If the incidence of otosclerosis in the vaccinated population has declined significantly due to active immunization against measles viruses, the measles virus must play a causal role in the etiology of the disease. Since otosclerosis has a familial occurrence in up to 70% of cases, it is possible, that the measles virus binds to genetically (immunologically) preformed topographical regions of the temporal bone (e.g., anterior part of the oval window, promontory, stapes footplate, round window) [7]. The concomitant occurrence of a genetically determined high susceptibility for attachment of measles viruses (specific receptors?) and exogenously infiltrating measles virus induces the process of otosclerotic inflammation. If the measles virus is stopped from penetrating into “loci minoris resistentiae” owing to immunization of the host (vaccination), the process of bone remodeling cannot be initiated and the hearing loss due to otosclerosis does not occur. The measles virus is hence causally responsible for the development of otosclerosis and adequate vaccination of the population might prevent the development of otoslerotic hearing loss [40].

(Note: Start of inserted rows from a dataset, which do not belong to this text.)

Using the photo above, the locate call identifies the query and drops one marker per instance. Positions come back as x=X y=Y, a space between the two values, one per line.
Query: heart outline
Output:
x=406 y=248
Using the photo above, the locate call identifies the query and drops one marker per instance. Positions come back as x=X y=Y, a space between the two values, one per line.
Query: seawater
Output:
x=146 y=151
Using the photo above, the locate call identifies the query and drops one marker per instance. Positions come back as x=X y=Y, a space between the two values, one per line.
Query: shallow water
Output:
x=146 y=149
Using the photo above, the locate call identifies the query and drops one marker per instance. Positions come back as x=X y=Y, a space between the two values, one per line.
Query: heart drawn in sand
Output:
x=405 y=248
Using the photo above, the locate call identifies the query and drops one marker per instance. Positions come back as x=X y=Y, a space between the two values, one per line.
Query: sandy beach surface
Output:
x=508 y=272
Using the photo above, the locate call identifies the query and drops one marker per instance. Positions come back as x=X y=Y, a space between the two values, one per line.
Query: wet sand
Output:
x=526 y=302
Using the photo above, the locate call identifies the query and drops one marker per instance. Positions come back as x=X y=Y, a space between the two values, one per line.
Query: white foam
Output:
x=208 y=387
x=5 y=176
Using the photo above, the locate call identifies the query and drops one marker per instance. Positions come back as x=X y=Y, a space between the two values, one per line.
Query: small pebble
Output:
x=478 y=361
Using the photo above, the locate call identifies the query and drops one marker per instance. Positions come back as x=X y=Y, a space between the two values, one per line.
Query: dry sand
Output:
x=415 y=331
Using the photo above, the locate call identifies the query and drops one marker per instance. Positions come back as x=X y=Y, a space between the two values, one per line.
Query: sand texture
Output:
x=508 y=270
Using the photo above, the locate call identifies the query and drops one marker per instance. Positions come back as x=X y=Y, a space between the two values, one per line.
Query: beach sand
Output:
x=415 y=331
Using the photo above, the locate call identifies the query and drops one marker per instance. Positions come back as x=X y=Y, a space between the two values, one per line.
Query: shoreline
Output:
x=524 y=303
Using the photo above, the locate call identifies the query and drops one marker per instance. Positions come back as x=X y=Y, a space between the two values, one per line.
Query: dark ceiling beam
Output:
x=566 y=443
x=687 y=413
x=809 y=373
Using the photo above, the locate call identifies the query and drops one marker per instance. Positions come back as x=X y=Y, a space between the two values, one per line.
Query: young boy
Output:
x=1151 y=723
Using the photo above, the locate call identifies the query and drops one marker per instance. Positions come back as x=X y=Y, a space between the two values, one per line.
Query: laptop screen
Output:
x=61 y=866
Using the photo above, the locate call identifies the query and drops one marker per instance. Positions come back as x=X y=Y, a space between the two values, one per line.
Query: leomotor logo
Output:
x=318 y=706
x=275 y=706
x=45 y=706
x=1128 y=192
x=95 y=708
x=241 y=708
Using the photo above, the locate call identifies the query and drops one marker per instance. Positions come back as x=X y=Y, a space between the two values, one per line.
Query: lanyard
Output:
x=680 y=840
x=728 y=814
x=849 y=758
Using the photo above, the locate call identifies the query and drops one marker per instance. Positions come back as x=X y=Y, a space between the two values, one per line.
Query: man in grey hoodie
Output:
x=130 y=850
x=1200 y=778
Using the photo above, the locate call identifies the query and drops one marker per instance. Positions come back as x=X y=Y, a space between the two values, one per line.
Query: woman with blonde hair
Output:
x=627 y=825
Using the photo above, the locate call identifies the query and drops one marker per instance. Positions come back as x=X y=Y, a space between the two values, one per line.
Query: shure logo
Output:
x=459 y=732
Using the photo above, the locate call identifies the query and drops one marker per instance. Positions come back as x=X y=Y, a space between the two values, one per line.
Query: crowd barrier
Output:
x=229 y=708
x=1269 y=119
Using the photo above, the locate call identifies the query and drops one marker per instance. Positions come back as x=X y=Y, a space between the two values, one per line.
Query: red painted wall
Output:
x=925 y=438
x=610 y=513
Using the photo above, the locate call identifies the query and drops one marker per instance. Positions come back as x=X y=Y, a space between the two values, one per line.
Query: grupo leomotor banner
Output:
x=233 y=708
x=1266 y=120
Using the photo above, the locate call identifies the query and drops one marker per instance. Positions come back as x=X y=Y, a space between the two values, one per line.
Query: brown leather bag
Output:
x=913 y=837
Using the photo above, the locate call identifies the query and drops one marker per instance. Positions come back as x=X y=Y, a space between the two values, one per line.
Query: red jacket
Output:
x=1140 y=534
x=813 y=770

The finding that women respond to measles vaccination significantly less favorably than men (27% as compared to 59%) with regard to the clinical incidence of otosclerosis is difficult to interpret. It is known that women develop clinical otosclerosis more often than men (1.68:1, present study; 1.87:1, Switzerland; 2:1 according to the literature) [12]. A WHO study reports that throughout the world women die of the complications of a measles infection more frequently than men (1.42:1) [41]. Moreover, in West Africa the complications of measles vaccination occur more frequently in girls than in boys (1.93:1) [42]. The most plausible hypothesis to explain this is a genetically determined gender difference in the immune response to measles virus infection [43], an unique infectiological phenomenon.

Conclusion

Between 1993 and 2004 the incidence of hospital treatments for otosclerosis declined to a significantly greater extent in the vaccinated patient group than in the unvaccinated. The decrease is much greater in males than in females. A comparable effect cannot be seen in patients with otitis media. These results give support that the measles viruses are playing a causal role in the development of otosclerosis. The different response of the male and female gender may be due to a different reactivity of the female immune system to measles viruses.